Broken glass and legos

Not a very promising title, I agree.  But, that's the way things have seemed, for the last year.  I feel as though my world is an exercise in walking on broken glass and legos....which would be a lot easier, if I had shoes.

I can't even BRING myself to talk about "job stuff."  I'm still at St. Matt's, I'm still filled with a sense of peace and "rightness" whenever I walk into that building.  But that haven, that refuge, is going away, likely some time this year.  I will be completely stunned if Grace does NOT, indeed, decide to let St. Matthews merge with them.  And, once that happens, my guaranteed 20 hours of peacefulness will be as locked away as the building on Bennett Avenue.  Then what?

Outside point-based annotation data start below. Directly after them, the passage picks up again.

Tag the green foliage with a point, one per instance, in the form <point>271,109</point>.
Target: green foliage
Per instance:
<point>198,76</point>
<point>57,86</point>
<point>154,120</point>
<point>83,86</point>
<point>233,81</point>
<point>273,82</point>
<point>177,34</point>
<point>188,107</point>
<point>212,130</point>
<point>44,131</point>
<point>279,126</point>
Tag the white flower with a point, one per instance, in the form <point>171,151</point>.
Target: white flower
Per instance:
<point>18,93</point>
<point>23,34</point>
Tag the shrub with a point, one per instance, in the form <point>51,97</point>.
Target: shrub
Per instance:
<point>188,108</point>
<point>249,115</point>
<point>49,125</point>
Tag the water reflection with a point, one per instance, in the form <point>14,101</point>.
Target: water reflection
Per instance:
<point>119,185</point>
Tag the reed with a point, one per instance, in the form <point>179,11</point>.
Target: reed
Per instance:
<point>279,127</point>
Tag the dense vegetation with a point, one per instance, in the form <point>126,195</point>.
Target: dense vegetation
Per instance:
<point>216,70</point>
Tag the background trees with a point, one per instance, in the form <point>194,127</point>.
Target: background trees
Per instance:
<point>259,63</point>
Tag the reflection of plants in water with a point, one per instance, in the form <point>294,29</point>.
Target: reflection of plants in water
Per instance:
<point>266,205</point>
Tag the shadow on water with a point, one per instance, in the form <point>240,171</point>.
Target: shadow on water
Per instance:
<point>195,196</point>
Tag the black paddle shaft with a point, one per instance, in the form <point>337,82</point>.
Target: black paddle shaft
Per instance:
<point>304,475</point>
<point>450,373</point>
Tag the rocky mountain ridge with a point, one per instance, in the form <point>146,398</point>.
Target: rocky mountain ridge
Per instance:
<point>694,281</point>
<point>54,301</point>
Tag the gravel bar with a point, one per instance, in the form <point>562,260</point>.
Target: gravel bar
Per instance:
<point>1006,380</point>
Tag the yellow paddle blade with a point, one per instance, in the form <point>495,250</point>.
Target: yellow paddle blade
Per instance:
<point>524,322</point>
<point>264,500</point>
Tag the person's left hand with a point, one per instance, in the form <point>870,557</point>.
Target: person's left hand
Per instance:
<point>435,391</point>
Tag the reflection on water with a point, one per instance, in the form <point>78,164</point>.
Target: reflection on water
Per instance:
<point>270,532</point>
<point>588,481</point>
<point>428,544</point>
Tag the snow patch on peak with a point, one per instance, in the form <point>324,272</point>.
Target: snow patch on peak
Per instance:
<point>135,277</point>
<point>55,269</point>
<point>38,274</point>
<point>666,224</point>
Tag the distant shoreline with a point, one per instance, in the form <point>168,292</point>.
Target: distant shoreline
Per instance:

The family?  Well...for the past year, I have never, in my life, felt so superfluous.  So unnecessary.  Since the "kids" have all become friends (and praise GOD that they got past the years of hating each other!), the guys talk to Katie.  Questions that I once answered, advice that I once gave, inside jokes that I once shared, are no longer my place.  There's a part of me that feels as though that should be a good thing.  That they're growing...moving on...but I didn't realize they were  going to put my in storage quite THIS early in my life.

John??  No.  This one is depressing enough.

I'd love to end this on a more positive note, but I really can't think of anything positive to end with!